Suç geliri aklayıcının oyununun ikinci ayağı artık tamamlanmıştır. Bir dizi hesap açılır. Yönetim artık dikkatini yeni müşteriler ve yeni işler peşinde koşmaya verir. Darbeyi indirme zamanı gelmiştir. İlk işlem, hisse başına 0,50$ karşılığında tezgah üstü bir teknoloji hisse senedinden 400.000 hisse alımıdır. Hisseler Cayman bankasına teslim edilir ve ödemesi yapılır. O ana kadar her şey yolundadır.

Komisyon normalin üstündedir. Hilenin tohumları atılmıştır. Bir hafta sonra simsara aynı hisseden 800.000 adet daha alınması için talep edilmemiş başka bir talimat daha verilir; fiyat hala 0,50$’dır. Söz konusu hisse küçük bir “dalgalanma” gösterir; bunun anlamı işlem için hazır hisselerin sayısının görece düşük olması ve bu büyüklükte bir talimatın hisse fiyatını yükseltmiş olabileceğidir.

Gerçekten de hisse hızlı bir yükseliş yapar, günü 0,92$’dan kapatır. Simsar bundan gurur duyar, müşteri de son derece mutlu görünmektedir. Ancak ödeme tarihinde müşteri hisselerin ödemesini yapmaz. Gecikme için sudan bir mazeret üretir fakat simsarın güvenini yeniden tazeler. Bu esnada, hissenin fiyatı yeniden düşmeye başlar. Geciken ödeme için izin verilen toplam yedi günlük süre sona erdiğinde hisse fiyatı 0,50$’a düşer. Uyum görevlileri bir hafta önce alınan 400.000 hissenin muhtemelen aracı kurum 800.000 hisseyi satın aldığı anda satıldığını düşünürler.

Alış hisse fiyatını artırmış ve suç geliri aklayıcının zaten yasadışı olan para üzerinden yaklaşık 160.000$ kazanmasını sağlamıştır. Ancak aracı firma için Federal Reserve marj kuralları, ek süreler sona erdikten sonra hisselerin piyasada yeniden paraya dönüştürülmesini gerekli kılmaktadır. Bu kadar düşük hacimde işlem yapılan bir hisse için, 800.000 hissenin satışa çıkarılması fiyatı aşağı çekecektir, aracı firma zararının 350.000$ olacağını tahmin etmiştir. Bu gibi durumlarda aracı firmanın az seçeneği vardır.

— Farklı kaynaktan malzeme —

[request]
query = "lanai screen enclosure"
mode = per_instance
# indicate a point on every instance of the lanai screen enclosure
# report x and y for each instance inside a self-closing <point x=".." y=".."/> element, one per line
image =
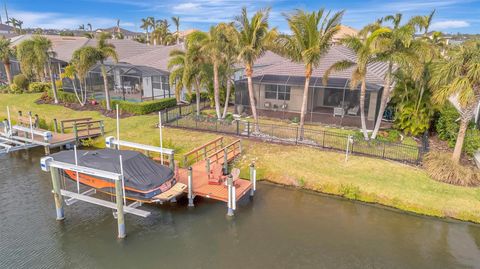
<point x="128" y="82"/>
<point x="334" y="103"/>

Zararı karşılaması için kişisel simsara bakabilir. Genellikle, yönetimler ödeme güçlüğünden ve denetim incelemesinden kaçınmanın ve konuyu yorgan altı etmenin yollarını arar. Bu sefer, firma neyin kurtarılabileceğini görmek için FBI’ı çağırarak karşı savaş açmıştır. Fakat söz konusu “doldur ve boşalt” entrikaları – suç geliri aklayıcılarının hemen girip çıktıkları için “soğuk duş” adını verdikleri yöntem – menkul kıymetler endüstrisinde yaygın bir hal almış olup etkileyici maliyetler ortaya çıkarmakta ve daha iyi bir yerde çok daha iyi kullanılabilecek kaynakları saptırmaktadır.